The limitation of the study is the loci-specific distribution of minerals and trace elements in the ocean, thus preventing us from being able to generalize that DOM from all sites of the world can confer the same ergogenic benefits as presented. Geographic specificity is suggested by a report documenting relatively lower silver, cobalt and nickel concentrations in the North Atlantic Ocean than the other major oceans . Furthermore, the profile of minerals and trace elements is also varied with the depth of the ocean [37, 39], and hydrothermal activity and diffusion from bottom sediments can also influence the composition of minerals and trace elements in the ocean waters . Experiments using Antarctic Ocean waters have also suggested that not all deep ocean water will provide comparable biogenic benefits .

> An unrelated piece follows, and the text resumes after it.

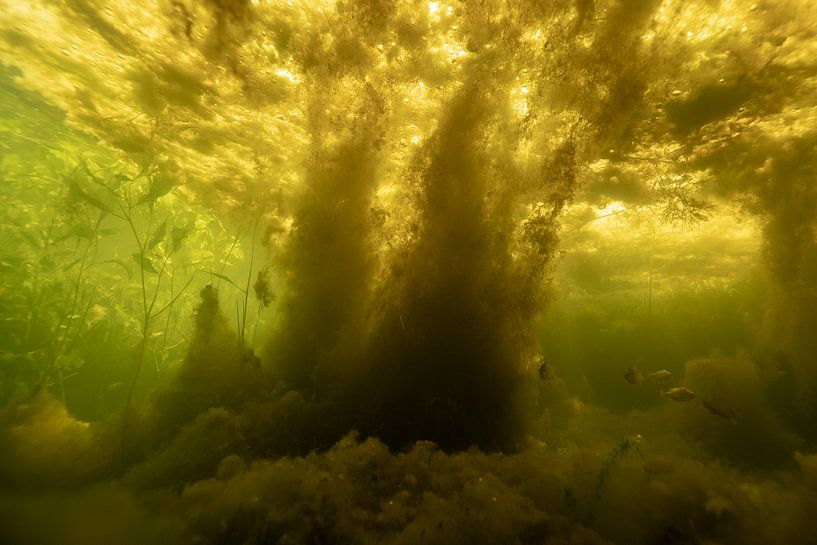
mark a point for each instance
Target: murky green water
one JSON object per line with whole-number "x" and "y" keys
{"x": 408, "y": 272}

On the application side, we confirm the benefit of acute DOM supplementation on decreasing physical fatigue with elimination of post-exercise oxidative damage. However, it has been reported a diminished training effect when antioxidant was supplemented to trained men , suggesting that free radicals may play a role for training adaptation. Thus, whether or not decreasing oxidative stress by DOM supplementation may confer negative effects on exercise training adaptation demands more investigation.